El dedo de Ichiteru bordeó la punta de su virilidad. Hirata se tragó un gemido. Una vuelta y otra. Después aferró el rígido mástil y empezó a manipularlo. Arriba y abajo. El corazón de Hirata daba brincos; su placer fue en aumento. En escena, el marido ultrajado, Jimbei, asestaba la estocada fatal a su hermano. La cabeza de Bannojo salió volando. La mano de Ichiteru se desplazaba arriba y abajo con hábiles movimientos. Tenso y sin aliento, Hirata se acercaba al borde del clímax. Se olvidó de la investigación, ya no le importaba que alguien los viera.

Entonces Jimbei, abrumado por la pena, se hizo el haraquiri junto a los cadáveres de su esposa, su hermano y su cuñada. De repente, la obra acabó y el público rompió a aplaudir. Ichiteru retiró la mano.

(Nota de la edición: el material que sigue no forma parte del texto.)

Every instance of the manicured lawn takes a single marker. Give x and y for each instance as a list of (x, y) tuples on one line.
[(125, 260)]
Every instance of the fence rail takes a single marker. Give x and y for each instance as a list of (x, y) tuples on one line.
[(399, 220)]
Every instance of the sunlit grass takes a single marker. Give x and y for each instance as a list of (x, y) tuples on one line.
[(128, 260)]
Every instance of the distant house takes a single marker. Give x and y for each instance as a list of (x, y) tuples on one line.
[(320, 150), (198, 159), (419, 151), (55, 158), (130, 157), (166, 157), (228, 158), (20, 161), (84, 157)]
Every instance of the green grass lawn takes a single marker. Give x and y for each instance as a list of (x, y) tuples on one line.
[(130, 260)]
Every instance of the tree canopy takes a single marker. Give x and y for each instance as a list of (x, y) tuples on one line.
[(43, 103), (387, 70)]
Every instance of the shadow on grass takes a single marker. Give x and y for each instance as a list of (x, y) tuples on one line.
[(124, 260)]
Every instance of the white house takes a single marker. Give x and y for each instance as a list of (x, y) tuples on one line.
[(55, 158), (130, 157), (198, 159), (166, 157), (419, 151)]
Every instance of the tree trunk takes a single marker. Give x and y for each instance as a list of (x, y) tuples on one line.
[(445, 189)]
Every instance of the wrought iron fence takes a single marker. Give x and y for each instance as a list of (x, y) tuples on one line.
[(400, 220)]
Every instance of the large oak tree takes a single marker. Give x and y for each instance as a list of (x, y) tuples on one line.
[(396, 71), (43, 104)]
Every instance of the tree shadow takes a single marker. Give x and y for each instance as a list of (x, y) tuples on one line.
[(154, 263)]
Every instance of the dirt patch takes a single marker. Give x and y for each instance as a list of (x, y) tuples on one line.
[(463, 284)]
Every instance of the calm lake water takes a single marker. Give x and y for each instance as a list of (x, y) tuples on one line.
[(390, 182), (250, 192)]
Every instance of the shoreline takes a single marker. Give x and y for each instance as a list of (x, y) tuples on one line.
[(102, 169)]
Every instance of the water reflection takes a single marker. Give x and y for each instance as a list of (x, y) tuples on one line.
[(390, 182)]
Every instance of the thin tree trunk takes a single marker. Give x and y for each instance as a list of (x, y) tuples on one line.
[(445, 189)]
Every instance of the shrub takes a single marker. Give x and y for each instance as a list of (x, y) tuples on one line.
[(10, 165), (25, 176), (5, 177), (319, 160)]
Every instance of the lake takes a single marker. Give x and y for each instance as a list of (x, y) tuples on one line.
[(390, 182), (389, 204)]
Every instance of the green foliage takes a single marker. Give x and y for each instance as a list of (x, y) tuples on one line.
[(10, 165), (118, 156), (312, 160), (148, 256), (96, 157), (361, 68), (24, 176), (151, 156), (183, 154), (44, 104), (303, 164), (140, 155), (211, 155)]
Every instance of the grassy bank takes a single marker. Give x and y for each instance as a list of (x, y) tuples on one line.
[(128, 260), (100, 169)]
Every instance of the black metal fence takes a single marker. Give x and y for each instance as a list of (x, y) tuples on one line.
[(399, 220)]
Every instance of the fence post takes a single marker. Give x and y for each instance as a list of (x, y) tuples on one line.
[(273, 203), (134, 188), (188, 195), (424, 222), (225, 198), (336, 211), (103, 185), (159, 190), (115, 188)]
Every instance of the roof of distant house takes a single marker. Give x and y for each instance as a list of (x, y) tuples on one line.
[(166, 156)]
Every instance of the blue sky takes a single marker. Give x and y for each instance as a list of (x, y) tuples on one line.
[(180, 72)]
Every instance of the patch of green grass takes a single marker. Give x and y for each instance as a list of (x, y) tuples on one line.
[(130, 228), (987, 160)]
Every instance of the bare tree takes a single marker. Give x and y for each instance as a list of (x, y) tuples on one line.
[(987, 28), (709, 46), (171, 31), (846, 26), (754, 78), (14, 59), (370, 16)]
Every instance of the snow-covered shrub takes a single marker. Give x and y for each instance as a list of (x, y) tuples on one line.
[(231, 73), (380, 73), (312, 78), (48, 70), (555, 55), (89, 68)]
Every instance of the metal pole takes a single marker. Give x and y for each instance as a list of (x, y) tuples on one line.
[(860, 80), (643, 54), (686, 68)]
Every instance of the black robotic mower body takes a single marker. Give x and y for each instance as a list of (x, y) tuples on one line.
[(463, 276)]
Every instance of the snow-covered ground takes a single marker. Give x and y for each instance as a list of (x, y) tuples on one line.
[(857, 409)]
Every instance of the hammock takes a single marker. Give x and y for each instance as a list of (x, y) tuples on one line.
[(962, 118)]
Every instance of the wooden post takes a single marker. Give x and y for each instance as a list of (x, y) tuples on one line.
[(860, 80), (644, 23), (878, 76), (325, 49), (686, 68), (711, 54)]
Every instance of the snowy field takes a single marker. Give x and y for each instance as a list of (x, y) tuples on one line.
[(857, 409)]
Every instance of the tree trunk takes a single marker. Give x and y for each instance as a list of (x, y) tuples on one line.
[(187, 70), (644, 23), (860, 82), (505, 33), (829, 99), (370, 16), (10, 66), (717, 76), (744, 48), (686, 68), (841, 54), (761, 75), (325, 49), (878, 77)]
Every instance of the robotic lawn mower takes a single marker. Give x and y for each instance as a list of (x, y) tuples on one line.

– Adiós, honorable detective… Ha sido un encuentro muy interesante. -Con ojos modestamente bajos y la cara oculta por el abanico, hizo una reverencia-. Si necesitáis mi ayuda para algo más… no dudéis en hacérmelo saber.

Hirata, privado del alivio que necesitaba, la miró boquiabierto y lleno de frustración. Por la conducta de Ichiteru, se diría que el incidente no había llegado a producirse. Demasiado confuso para hablar, se levantó para irse, pugnando por recordar lo que había averiguado en la entrevista. ¿Cómo podía ser una despiadada asesina una mujer a la que tanto deseaba? Por primera vez en su carrera, Hirata sentía que su objetividad profesional lo abandonaba.

Desde detrás de los cortinajes del escenario se oyó la solemne voz del cantor:

– Acaban de presenciar una historia real que ilustra cómo la traición, el amor prohibido y la ceguera ocasionaron una terrible tragedia. Les agradecemos su asistencia.